Three taps A, B and C can fill a tank in 12 hours, 15 hours and 20 hours respectively. Tap A is kept open all the time, while taps B and C are opened one at a time in alternate hours. In how many hours will the tank be completely filled?

Introduction / Context:
This problem involves varying filling rates over time. Tap A runs continuously, while taps B and C take turns for one hour each. To handle this, we consider a full 2-hour cycle and compute how much of the tank is filled in each cycle. Then we see how many such cycles are needed and whether a partial cycle is required to reach exactly one full tank.

Given Data / Assumptions:

Tap A alone fills the tank in 12 hours.

Tap B alone fills the tank in 15 hours.

Tap C alone fills the tank in 20 hours.

Tap A is open continuously.

Taps B and C are opened alternately, each for one hour at a time.

Concept / Approach:
We compute the rates of A, B and C in terms of tank per hour. Then we calculate how much of the tank is filled in the first hour (A with B) and in the second hour (A with C). Adding these gives the work done in one 2-hour cycle. We then determine how many such cycles and possibly an extra hour are needed to fill the tank.

Step-by-Step Solution:
Step 1: Rate of A = 1 / 12 tank per hour.Step 2: Rate of B = 1 / 15 tank per hour.Step 3: Rate of C = 1 / 20 tank per hour.Step 4: In hour 1, A and B together work. Combined rate = 1 / 12 + 1 / 15 = (5 + 4) / 60 = 9 / 60 = 3 / 20.Step 5: In hour 2, A and C together work. Combined rate = 1 / 12 + 1 / 20 = (5 + 3) / 60 = 8 / 60 = 2 / 15.Step 6: Work done in a 2-hour cycle = 3 / 20 + 2 / 15 = (9 + 8) / 60 = 17 / 60 of the tank.Step 7: After 3 full cycles (6 hours), work done = 3 * (17 / 60) = 51 / 60 of the tank.Step 8: Remaining work = 1 - 51 / 60 = 9 / 60 = 3 / 20.Step 9: The next hour is like hour 1, with A and B working together at 3 / 20 tank per hour.Step 10: In that one extra hour, they exactly fill the remaining 3 / 20, so total time = 6 + 1 = 7 hours.
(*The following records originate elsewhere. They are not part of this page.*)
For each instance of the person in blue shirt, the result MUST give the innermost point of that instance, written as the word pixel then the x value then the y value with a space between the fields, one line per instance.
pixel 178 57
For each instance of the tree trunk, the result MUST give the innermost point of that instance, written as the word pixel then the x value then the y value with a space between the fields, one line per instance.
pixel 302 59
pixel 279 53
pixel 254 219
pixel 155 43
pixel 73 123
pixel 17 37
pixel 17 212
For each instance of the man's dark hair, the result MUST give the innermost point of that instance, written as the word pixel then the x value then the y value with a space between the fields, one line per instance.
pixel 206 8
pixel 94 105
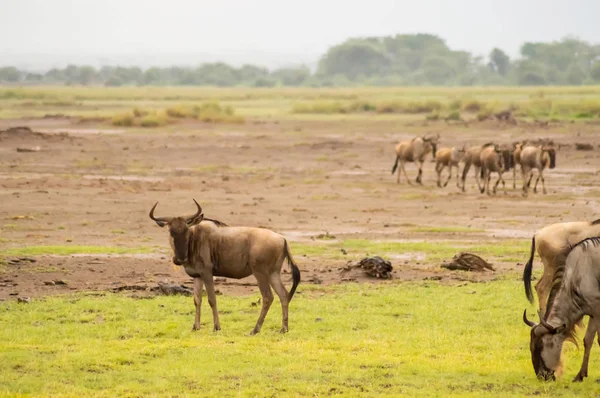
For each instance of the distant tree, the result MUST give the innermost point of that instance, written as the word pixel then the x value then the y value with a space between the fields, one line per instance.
pixel 499 62
pixel 292 76
pixel 10 74
pixel 354 58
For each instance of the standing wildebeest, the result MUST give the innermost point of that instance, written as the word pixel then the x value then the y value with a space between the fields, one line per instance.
pixel 210 248
pixel 448 157
pixel 493 159
pixel 471 158
pixel 575 293
pixel 550 242
pixel 414 151
pixel 539 158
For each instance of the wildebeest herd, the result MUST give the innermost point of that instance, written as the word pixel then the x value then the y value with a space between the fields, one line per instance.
pixel 568 290
pixel 485 160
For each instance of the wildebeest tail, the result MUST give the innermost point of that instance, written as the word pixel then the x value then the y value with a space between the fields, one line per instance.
pixel 395 165
pixel 295 270
pixel 527 272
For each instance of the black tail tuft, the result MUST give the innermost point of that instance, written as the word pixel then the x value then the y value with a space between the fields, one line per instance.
pixel 527 272
pixel 395 165
pixel 295 271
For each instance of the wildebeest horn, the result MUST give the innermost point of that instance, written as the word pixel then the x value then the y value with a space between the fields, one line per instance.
pixel 527 321
pixel 161 221
pixel 190 219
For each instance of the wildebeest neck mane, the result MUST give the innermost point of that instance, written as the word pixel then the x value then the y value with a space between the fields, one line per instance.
pixel 216 222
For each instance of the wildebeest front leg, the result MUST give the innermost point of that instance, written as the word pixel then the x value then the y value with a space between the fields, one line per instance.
pixel 420 175
pixel 198 285
pixel 588 342
pixel 402 169
pixel 449 176
pixel 277 285
pixel 267 298
pixel 212 299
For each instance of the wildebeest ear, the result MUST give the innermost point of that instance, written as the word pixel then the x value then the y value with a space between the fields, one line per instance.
pixel 160 223
pixel 560 329
pixel 195 220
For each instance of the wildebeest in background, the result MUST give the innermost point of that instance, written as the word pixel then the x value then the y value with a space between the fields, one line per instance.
pixel 414 151
pixel 472 158
pixel 493 160
pixel 538 157
pixel 448 157
pixel 575 292
pixel 210 248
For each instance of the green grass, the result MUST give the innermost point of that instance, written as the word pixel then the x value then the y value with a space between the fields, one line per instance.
pixel 435 252
pixel 127 106
pixel 399 339
pixel 69 250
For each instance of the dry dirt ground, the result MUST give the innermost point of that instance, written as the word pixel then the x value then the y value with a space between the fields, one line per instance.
pixel 93 185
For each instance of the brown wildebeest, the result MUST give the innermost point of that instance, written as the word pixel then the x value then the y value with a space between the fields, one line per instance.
pixel 538 158
pixel 575 293
pixel 414 151
pixel 207 248
pixel 550 242
pixel 471 158
pixel 493 160
pixel 448 157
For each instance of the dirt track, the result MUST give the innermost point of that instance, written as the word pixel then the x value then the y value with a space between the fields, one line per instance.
pixel 91 186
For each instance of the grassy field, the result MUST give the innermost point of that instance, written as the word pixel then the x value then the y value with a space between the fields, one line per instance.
pixel 157 106
pixel 412 339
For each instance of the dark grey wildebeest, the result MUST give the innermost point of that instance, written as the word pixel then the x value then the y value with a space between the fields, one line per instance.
pixel 414 151
pixel 575 293
pixel 207 248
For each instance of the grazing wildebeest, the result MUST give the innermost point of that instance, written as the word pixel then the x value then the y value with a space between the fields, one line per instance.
pixel 575 293
pixel 414 151
pixel 493 159
pixel 472 158
pixel 448 157
pixel 538 157
pixel 207 248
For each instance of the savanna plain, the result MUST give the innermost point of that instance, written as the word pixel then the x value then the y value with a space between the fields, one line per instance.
pixel 80 168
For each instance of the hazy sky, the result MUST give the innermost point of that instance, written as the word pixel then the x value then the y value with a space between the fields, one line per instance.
pixel 286 31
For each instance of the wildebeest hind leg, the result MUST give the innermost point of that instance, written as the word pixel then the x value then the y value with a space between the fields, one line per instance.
pixel 449 176
pixel 277 285
pixel 420 175
pixel 588 342
pixel 198 285
pixel 212 300
pixel 267 299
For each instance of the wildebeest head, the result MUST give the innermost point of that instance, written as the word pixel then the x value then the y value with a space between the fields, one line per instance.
pixel 179 232
pixel 545 346
pixel 431 142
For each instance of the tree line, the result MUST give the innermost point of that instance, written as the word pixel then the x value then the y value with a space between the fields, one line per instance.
pixel 401 60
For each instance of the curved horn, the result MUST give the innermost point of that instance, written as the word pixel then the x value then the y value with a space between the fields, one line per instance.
pixel 191 219
pixel 161 221
pixel 545 324
pixel 527 321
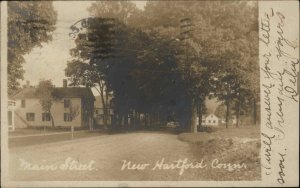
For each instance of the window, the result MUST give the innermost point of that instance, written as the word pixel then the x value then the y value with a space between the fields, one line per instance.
pixel 30 116
pixel 67 103
pixel 45 116
pixel 23 103
pixel 67 117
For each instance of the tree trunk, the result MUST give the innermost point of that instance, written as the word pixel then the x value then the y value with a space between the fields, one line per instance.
pixel 227 111
pixel 52 120
pixel 200 114
pixel 194 116
pixel 254 111
pixel 238 108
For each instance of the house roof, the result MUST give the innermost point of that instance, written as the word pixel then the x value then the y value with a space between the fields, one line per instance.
pixel 210 115
pixel 59 92
pixel 98 102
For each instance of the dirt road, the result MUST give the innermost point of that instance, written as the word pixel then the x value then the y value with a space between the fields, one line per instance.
pixel 102 158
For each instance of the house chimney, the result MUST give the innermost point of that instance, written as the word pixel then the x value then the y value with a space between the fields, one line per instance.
pixel 65 83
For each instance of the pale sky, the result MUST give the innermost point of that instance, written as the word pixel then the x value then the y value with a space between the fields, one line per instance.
pixel 49 61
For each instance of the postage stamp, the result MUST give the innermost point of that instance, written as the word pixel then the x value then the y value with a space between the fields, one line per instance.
pixel 149 93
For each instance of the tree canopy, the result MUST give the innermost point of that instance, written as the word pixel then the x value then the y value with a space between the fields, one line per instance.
pixel 170 56
pixel 30 24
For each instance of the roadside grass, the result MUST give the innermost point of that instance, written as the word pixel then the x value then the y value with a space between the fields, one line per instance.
pixel 232 145
pixel 40 130
pixel 44 139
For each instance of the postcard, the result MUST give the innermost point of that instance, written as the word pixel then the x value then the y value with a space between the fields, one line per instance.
pixel 149 93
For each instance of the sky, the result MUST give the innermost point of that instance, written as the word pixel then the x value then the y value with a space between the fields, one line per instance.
pixel 50 60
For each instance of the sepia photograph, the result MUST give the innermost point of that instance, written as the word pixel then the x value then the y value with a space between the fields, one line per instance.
pixel 137 91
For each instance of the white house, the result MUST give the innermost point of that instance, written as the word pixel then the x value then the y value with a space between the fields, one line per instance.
pixel 72 107
pixel 210 120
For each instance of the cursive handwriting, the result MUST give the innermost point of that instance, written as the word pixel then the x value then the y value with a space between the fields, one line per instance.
pixel 69 164
pixel 267 148
pixel 265 28
pixel 281 173
pixel 267 101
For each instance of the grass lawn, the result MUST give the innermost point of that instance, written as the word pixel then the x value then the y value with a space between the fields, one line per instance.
pixel 231 145
pixel 44 139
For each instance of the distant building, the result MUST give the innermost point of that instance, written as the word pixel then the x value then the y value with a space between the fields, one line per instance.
pixel 73 106
pixel 210 120
pixel 99 114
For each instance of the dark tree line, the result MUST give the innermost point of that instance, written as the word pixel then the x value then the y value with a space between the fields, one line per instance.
pixel 163 62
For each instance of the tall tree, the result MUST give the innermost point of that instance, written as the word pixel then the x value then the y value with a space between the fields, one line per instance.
pixel 45 93
pixel 30 24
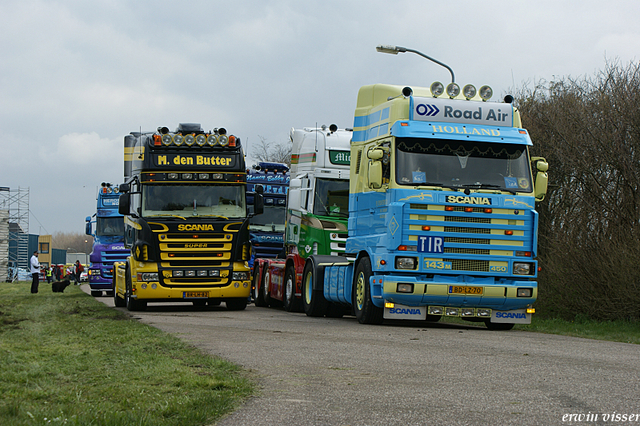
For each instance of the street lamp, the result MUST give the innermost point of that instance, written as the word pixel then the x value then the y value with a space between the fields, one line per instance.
pixel 394 50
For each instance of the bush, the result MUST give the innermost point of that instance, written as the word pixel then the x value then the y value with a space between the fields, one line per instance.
pixel 589 237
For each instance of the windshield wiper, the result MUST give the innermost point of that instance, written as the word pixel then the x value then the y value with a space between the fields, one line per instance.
pixel 442 185
pixel 213 215
pixel 168 215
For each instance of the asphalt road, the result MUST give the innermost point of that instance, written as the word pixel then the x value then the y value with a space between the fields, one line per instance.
pixel 337 372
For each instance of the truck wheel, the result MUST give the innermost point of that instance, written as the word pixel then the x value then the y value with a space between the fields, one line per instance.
pixel 313 301
pixel 498 325
pixel 236 304
pixel 266 296
pixel 132 304
pixel 258 297
pixel 366 312
pixel 117 300
pixel 291 304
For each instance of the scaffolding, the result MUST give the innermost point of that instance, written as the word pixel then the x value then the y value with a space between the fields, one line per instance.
pixel 16 204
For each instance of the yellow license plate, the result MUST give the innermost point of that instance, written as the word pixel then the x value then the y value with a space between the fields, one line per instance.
pixel 195 295
pixel 465 289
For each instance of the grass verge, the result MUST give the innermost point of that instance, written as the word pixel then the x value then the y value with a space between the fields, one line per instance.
pixel 67 359
pixel 614 331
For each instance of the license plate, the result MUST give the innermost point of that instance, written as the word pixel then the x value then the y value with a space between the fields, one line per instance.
pixel 195 295
pixel 465 289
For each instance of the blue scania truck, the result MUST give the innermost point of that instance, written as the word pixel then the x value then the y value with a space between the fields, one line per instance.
pixel 108 240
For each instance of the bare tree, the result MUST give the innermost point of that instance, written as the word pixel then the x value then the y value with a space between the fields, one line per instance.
pixel 589 131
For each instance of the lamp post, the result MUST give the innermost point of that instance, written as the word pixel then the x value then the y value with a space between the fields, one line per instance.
pixel 394 50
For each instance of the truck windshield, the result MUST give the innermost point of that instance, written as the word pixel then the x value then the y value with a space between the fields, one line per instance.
pixel 271 220
pixel 331 198
pixel 224 201
pixel 462 164
pixel 109 226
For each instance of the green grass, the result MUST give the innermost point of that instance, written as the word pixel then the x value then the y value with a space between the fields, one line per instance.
pixel 67 359
pixel 615 331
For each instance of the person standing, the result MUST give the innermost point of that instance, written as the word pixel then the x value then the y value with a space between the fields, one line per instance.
pixel 35 272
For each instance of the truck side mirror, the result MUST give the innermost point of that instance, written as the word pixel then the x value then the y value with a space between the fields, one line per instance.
pixel 124 204
pixel 375 154
pixel 87 229
pixel 294 195
pixel 542 179
pixel 258 200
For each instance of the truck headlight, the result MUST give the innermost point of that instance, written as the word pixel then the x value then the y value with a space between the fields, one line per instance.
pixel 521 268
pixel 524 292
pixel 241 276
pixel 406 263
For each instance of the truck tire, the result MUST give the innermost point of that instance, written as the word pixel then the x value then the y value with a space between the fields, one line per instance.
pixel 132 304
pixel 366 312
pixel 117 300
pixel 237 304
pixel 266 294
pixel 313 301
pixel 289 301
pixel 498 326
pixel 258 297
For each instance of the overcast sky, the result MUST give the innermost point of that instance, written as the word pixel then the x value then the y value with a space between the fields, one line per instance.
pixel 77 76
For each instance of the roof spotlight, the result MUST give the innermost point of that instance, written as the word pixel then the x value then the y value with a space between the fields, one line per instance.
pixel 469 91
pixel 486 93
pixel 437 89
pixel 453 90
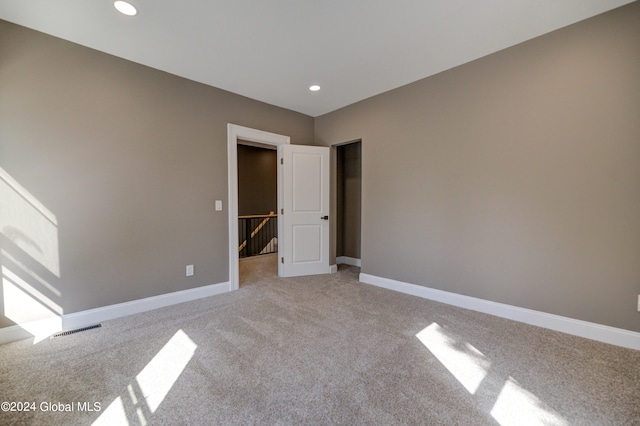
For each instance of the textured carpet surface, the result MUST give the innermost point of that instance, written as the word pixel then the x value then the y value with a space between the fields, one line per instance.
pixel 318 350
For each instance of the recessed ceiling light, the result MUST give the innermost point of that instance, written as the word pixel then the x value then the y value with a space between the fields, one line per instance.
pixel 125 8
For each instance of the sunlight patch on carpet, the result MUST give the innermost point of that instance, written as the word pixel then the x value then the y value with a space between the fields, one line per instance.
pixel 466 363
pixel 517 406
pixel 153 383
pixel 159 376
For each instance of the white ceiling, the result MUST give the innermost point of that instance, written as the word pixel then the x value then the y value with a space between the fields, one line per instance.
pixel 272 50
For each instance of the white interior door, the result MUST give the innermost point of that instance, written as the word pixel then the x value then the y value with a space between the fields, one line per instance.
pixel 304 210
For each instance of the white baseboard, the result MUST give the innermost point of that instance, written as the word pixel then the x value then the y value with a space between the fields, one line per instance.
pixel 348 260
pixel 105 313
pixel 589 330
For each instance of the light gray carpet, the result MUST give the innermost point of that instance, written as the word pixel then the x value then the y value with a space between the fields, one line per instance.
pixel 321 350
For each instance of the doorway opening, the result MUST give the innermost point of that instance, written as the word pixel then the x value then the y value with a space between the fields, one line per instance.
pixel 261 138
pixel 349 201
pixel 257 207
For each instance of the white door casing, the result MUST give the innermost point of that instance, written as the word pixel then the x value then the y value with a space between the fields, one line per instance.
pixel 304 198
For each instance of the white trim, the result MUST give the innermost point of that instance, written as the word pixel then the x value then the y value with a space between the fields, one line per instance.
pixel 235 132
pixel 348 261
pixel 105 313
pixel 589 330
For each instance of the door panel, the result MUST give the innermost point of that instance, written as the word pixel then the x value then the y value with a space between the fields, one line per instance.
pixel 305 202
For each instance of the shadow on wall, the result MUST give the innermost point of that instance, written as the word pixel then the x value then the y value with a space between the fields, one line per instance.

Verification / Alternative check:
We can verify by computing total work after 7 hours directly: in the first, third, fifth and seventh hours, taps A and B work; in the second, fourth and sixth hours, taps A and C work. Summing 4 times the work of A+B (4 * 3 / 20) and 3 times the work of A+C (3 * 2 / 15) gives 12 / 20 + 6 / 15 = 3 / 5 + 2 / 5 = 1 full tank.

Why Other Options Are Wrong:
6 hours would give only 51 / 60 of the tank, which is not completely full.

20/3 hours and 15/2 hours do not correspond to any integer number of cycles and do not yield exactly one full tank when we sum each hour’s contribution.

Common Pitfalls:
Some candidates try to average the rates of B and C instead of handling the alternating pattern correctly. Others forget that we must consider whole cycles and may stop at 6 hours without checking whether the tank is completely full. The safest approach is to compute work done over a full 2-hour cycle and then proceed carefully.

Final Answer:
The tank will be completely filled in 7 hours.